The fact that the ERP is currently at a below-average level suggests investors could see lower returns ahead for U.S. stocks, according to Gina Martin Adams, chief market strategist for HB Wealth. It is worth watching as a potential "trip wire" for stocks, because if the ERP crosses into negative territory, the market could see stress, she said in a phone interview.

Darda pointed out that the last time this happened, the S&P 500 skittered to the edge of bear-market territory shortly afterward. That steep drop for the index followed President Donald Trump's tariff shock last year, he noted.

But for now, Martin Adams said, the low ERP isn't necessarily troubling. "This one indicator would say, don't get too panicked, but definitely expect a little less," she said.

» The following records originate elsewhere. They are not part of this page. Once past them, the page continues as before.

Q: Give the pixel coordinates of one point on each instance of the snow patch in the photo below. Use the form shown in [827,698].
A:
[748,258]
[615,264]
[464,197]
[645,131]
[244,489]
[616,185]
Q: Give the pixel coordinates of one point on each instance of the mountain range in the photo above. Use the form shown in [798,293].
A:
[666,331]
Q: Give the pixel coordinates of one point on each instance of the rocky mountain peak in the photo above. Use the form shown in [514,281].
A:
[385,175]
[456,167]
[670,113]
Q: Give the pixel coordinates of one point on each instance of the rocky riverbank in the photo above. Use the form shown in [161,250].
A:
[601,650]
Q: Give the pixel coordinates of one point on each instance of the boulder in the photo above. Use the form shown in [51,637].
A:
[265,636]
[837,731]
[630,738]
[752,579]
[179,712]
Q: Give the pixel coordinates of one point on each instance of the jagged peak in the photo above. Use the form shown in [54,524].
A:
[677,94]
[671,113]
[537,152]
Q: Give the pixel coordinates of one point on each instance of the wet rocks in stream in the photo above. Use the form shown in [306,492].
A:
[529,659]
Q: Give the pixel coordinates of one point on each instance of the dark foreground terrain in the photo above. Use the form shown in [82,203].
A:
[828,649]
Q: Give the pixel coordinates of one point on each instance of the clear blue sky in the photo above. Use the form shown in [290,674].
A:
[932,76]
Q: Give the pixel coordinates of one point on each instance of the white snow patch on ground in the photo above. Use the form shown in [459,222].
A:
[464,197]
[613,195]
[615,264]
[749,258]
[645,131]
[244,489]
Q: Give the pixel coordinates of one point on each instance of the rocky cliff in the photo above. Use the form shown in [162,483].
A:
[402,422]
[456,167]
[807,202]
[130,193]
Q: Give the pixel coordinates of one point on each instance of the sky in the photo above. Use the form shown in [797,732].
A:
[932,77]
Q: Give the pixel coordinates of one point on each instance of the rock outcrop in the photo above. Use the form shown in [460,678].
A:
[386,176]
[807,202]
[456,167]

A negative reading on the ERP has shown up ahead of several notable market crashes. These include Black Monday in 1987, as well as during the global bond crisis in 1994 and shortly before the peak of the dot-com bubble, according to Martin Adams. That doesn't mean something similar will happen this time around, but she did note the ERP was approaching a low level that historically has left equity returns struggling to crack double digits.

"We are in a zone in which your average annualized returns are a little bit lower than they have been in the recent past, because the equity risk premium is low," Martin Adams told MarketWatch. "That certainly makes investors nervous, but it may stay low as long as inflation is the predominant risk to the market outlook."

Brad Conger, chief investment officer at Hirtle & Co., said in an interview that he was concerned about the low premium investors are getting to take risk in equities relative to bonds.

He recalled seeing the ERP go to zero amid the "tremendous excitement over a technological revolution" during the dot-com era, before that bubble burst.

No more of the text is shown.